After a LOT of scrubbing the cooking grate, freeing it of someone's bad habits in not cleaning it after grilling, it was time to begin. There was charcoal but no charcoal lighter fluid. No problem, thought I. I can usually start a fire with whatever is around, but in a regular American neighborhood, there are no fallen branches or dead grass (it's a little scary, really) so I was not starting a fire very well. Or at all. One kid sent to the neighbor for lighter fluid resulted in the guy coming over with a plastic jerry of gasoline. Weird but...Ok. It still didn't work, maybe since I hardly used any, leery of actually using gasoline.

Across the way, a man had started his exact same sort of grill earlier, probably having a bit of a laugh watching my struggles (why can an errantly tossed cigarette start a forest fire and I can't start a fire on purpose?). He finally came out again and I walk/ran over to ask if I could use his lighter fluid. He offered me that but also his coals. No, I said, thank you but I'm on a mission now. Will. Make. Fire. And I did.

Then it had to burn down, taking maybe an hour or so. There was plenty of time to play with the rest of the meal, which was simply making a salad and some yellow rice (a United Nations of a dinner).

The kids like steak medium rare but loved this rare version too. For this thickness of steak (about one inch) 6 minutes or so a side was good enough for me. If you don't like your meat really rare, then obviously longer is your method.

By now the mushrooms were tender without being mushy, the salad was dressed and the rice was...oh no! The rice, still on high, had started to scorch while I was outside watching the steak and got sidetracked, reading an article about Wisconsin politicians sticking it to the poor. My untimely outrage created a burning sacrifice on the stove. No harm no foul, enough rice could be rescued to still be used and it didn't taste burned at all, which was amazing. Miraculous in fact. Cleaning the pot, not so easy. 

(Boil water in the pot with alum in it to get the burn off, by the way. It works, though I've read that vinegar and baking soda also will do the trick.)
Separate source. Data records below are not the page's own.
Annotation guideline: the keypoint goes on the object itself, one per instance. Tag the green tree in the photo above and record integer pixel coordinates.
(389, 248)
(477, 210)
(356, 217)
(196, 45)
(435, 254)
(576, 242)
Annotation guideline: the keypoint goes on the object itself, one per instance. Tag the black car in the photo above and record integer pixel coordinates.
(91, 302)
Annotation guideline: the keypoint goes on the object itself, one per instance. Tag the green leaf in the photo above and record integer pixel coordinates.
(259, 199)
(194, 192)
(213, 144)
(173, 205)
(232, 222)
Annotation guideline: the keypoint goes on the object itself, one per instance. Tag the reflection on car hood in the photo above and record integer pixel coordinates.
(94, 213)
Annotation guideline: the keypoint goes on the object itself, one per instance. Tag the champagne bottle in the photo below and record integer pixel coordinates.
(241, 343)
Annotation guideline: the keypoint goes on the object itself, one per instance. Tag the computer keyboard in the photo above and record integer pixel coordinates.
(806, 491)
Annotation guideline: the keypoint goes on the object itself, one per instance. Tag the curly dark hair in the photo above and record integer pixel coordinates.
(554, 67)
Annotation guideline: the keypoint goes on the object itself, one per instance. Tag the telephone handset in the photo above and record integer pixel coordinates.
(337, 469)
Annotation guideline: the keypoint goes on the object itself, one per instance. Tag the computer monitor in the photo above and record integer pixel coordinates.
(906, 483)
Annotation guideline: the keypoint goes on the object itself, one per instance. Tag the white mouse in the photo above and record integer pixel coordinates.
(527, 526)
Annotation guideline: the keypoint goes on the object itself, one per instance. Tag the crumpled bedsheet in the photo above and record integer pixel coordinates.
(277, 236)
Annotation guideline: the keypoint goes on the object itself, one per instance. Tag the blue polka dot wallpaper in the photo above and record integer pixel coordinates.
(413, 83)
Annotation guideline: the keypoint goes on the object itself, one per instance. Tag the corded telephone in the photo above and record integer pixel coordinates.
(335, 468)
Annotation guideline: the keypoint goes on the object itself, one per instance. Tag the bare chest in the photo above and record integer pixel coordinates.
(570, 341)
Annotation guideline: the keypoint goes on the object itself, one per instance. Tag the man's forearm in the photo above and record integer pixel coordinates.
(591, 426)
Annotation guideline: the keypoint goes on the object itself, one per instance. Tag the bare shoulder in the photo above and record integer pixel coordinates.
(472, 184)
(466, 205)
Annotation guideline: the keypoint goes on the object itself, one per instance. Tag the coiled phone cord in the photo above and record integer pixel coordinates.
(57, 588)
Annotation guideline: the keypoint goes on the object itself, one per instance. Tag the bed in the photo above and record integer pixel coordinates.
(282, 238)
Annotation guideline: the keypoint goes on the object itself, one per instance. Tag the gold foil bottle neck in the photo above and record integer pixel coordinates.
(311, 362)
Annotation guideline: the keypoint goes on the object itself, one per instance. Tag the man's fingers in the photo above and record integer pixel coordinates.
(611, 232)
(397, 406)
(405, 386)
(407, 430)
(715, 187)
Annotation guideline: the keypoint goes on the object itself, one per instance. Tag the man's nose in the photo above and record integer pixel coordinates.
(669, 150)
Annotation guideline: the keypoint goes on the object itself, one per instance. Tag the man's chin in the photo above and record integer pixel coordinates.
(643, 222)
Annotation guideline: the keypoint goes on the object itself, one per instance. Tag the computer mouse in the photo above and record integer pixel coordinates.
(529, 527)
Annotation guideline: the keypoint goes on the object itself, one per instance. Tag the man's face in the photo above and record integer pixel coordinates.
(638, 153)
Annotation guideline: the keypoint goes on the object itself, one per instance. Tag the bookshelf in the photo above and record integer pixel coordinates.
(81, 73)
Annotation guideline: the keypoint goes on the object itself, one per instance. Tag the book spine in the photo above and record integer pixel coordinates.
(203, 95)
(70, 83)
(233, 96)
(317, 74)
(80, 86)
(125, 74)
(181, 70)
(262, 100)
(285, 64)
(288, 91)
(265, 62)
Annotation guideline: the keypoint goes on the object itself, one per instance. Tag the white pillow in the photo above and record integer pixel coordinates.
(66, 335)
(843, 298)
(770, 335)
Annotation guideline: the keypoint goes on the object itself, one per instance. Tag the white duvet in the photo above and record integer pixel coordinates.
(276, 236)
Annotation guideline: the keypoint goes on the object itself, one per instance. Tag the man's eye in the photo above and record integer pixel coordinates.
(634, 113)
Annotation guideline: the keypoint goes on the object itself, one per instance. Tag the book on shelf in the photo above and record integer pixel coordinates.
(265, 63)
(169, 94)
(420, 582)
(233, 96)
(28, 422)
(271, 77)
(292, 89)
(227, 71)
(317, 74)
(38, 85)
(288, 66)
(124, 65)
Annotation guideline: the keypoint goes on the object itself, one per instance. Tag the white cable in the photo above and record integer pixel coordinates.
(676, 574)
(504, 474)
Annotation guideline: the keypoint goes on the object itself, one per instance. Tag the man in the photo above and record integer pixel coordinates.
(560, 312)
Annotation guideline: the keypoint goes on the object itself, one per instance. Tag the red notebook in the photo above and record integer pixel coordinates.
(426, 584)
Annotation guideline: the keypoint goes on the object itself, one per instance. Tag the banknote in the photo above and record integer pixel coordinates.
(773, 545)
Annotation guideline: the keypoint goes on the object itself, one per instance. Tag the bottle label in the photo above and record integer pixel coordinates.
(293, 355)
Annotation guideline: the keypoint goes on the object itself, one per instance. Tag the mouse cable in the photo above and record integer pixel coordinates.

This photo, taken hurriedly in horrible light,
should have been left on the cutting floor
but it was the only one I got. So there.
Grayson, my grandson who, ever so politely, let me know he 'doesn't like' mushrooms, loved the sautéed mushrooms. Then he ate them in the salad, raw. He swears it's only because I prepared them, music to a Grandma's (or anyone who cooks) ears. Lalalalala.

Now if I can just find a lid for that grill. Which will probably cost more than buying a new grill but for rebels without a cause, it is a worthy search. Whoever lost their grill? It is being put to good use.

Buen provecho!

Have a finder's keeper's Friday. Do something fresh.